これが終われば、競り落とされた物は、それぞれの手元に渡る事になっている。

 

「さて、これは今回のオークションに置いて、最後の品となりました!

こちらになります! どうぞ!」

 

その合図と共に現れた物、それは、

「エー、説明させていただきます!

こちらは、と有る管理外世界から持ち込まれた物で、有る貴重な映像が収められたロストロギアだと言う事です!

内容に関しては、落札された方のみ、視聴できると言う事で、定かでは有りません。

エェト、題名に関しては、魔砲少女? リリカル・・・、すみません一寸失礼します」

 

 司会者が舞台袖に下がり、何やら話し合っている。

さらには、ユーノも呼び出され、協議を重ねている。

さらに長引く。

 

「えぇ、大変お待たせして申し訳ありません。今回、出品された方からの申し出で、この品は取り下げさせて貰うと言う事に、あいなりました!

大変失礼をいたしました!」

 

 ザワザワと会場中がざわめく中、傍にジィサンが来た。

 

「失礼いたします。お連れの方が、お見えになりましたので。ロビーまで、お越しください」

 

 コク!

そのまま一緒に付いて行き、会場を後にした。

 

 

 ロビーでは、金髪のサングラスを付けたグラマラスな女性が、似つかわしくない傷だらけのキャリー・カートを片手に立っていた。

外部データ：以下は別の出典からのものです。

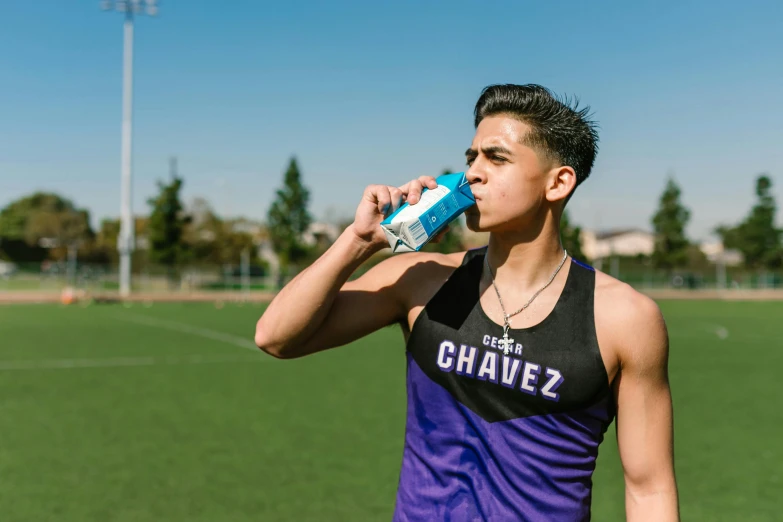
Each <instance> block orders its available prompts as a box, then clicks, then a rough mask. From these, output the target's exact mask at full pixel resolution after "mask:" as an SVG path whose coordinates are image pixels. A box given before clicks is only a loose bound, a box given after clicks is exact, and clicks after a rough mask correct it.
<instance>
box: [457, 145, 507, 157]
mask: <svg viewBox="0 0 783 522" xmlns="http://www.w3.org/2000/svg"><path fill="white" fill-rule="evenodd" d="M481 152H483V153H484V155H485V156H489V155H490V154H507V155H509V156H513V155H514V154H513V152H511V151H510V150H508V149H507V148H505V147H500V146H498V145H495V146H492V147H483V148H482V149H481ZM465 156H467V157H468V158H475V157H476V156H478V151H477V150H476V149H473V148H471V149H468V150H466V151H465Z"/></svg>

その女性はこちらを見るなり、ツカツカと近付き、そっと抱き締められた。

 そのまま、耳元で囁(ささや)く。

 

「元気そうね。連絡では聞いていたけど、元気にしてた?」

 

 そう、優しく言われ。声が無いまま、泣き叫び始めた。

力の限り、抱きしめ返しながら、止めど無く、溢れる涙を堪え様ともせず。泣き続けた。

 

 その様子を、傍で見ていた者は、涙を誘うそれに、そっと背を向け、ハンカチを目に当てていた。

 

 そんな周囲の様子には目もくれず。

その背を、そっとさすりながら、優しく抱きあげられた。

そのまま泣くに任せ、そっと、抱き続けた。

 

数分ほど、経過しただろうか、厳(おごそ)かな声が、聞こえた。

 

「・・・失礼いたします、お部屋にご案内いたします」

 

 そう言って、手を振り。別の人間を呼び、両手が塞がっている相手の替わりに荷物を運ぶよう、指示を出した。

 

「では、よろしいですか?」

 

 そっと肯くのを見て取り、静かに歩きだした。

 

 

 その後、オークション会場では、匿名の情報が寄せられ、一部を除き、正当な持ち主の元へと、品が送られた。

 

 

   ・・・   ・・・

 

 

 朝起きると、その姿は無かった。

 

 それから直に、ジィサンが現れ。もう既に発った後だと言う事だった。

 引き留めてはくれた様だが、

「これ以上は、別れが辛くなってしまうから」と言われ、伝言だけ残し、去って行ったとの事だった。

 

伝言は、

「次に会う時は、ずっと一緒だから。もう、離さない」それだけだった。